Pricing in the smartphone wars has taken a sharp turn in recent years on the premium end of the spectrum. Ever since the arrival of the iPhone X, flagship devices have often arrived in excess of $1,000, as companies push toward more premium components in order to remain competitive.
Likely surprising no one, most consumers aren’t spending that much on devices. According to numbers from NPD’s latest Mobile Phone Tracking study, however, the numbers are pretty stark. Less than 10% of U.S. consumers are spending that much on devices. That could foretell some bleak numbers for 5G sales, as early units routinely run around $1,200.

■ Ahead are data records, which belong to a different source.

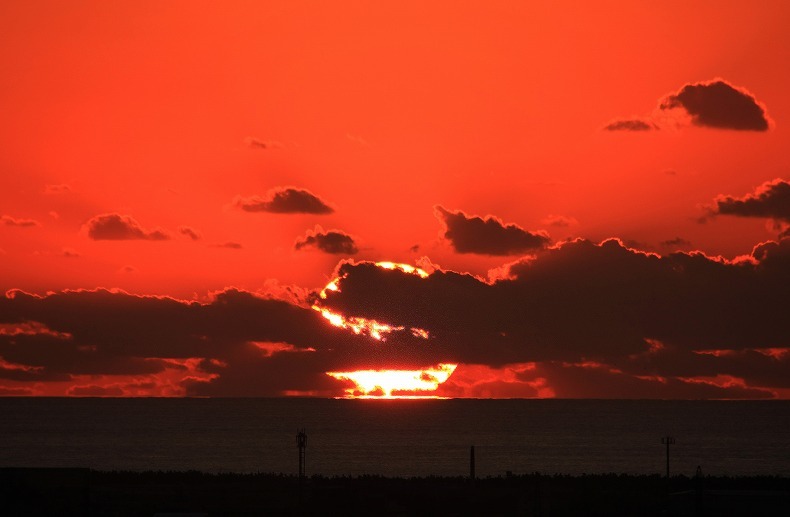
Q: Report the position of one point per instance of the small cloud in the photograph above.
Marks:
(229, 245)
(56, 189)
(560, 221)
(120, 227)
(489, 236)
(718, 104)
(255, 143)
(21, 223)
(635, 124)
(712, 104)
(771, 199)
(333, 241)
(285, 200)
(677, 242)
(189, 232)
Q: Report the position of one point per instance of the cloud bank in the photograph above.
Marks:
(285, 200)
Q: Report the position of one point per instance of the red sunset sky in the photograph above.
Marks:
(599, 191)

Not an encouraging sign as many manufacturers look toward 5G as the next major driver amid flagging global sales. One thing to consider here is that most phones are good at this point. Even mid-tier smartphones are pretty solid. While the devices have become a commodity, few if any users truly need to spend that much on a product. There’s a reason Samsung, Google and even Apple have been focused on lower-cost alternatives of late.
There are, however, reasons for manufacturers to be hopeful. For one thing, the arrival of 5G is often cited as one of the primary sources of slowed sales. Many premium users are likely waiting for more network coverage and devices before purchasing their next phone. NPD says that nearly three-fourths of consumers are at least aware that 5G is a thing.
Also notable is Qualcomm’s recent 765 announcement, which should help make 5G devices accessible for consumers at a lower price point in the coming year.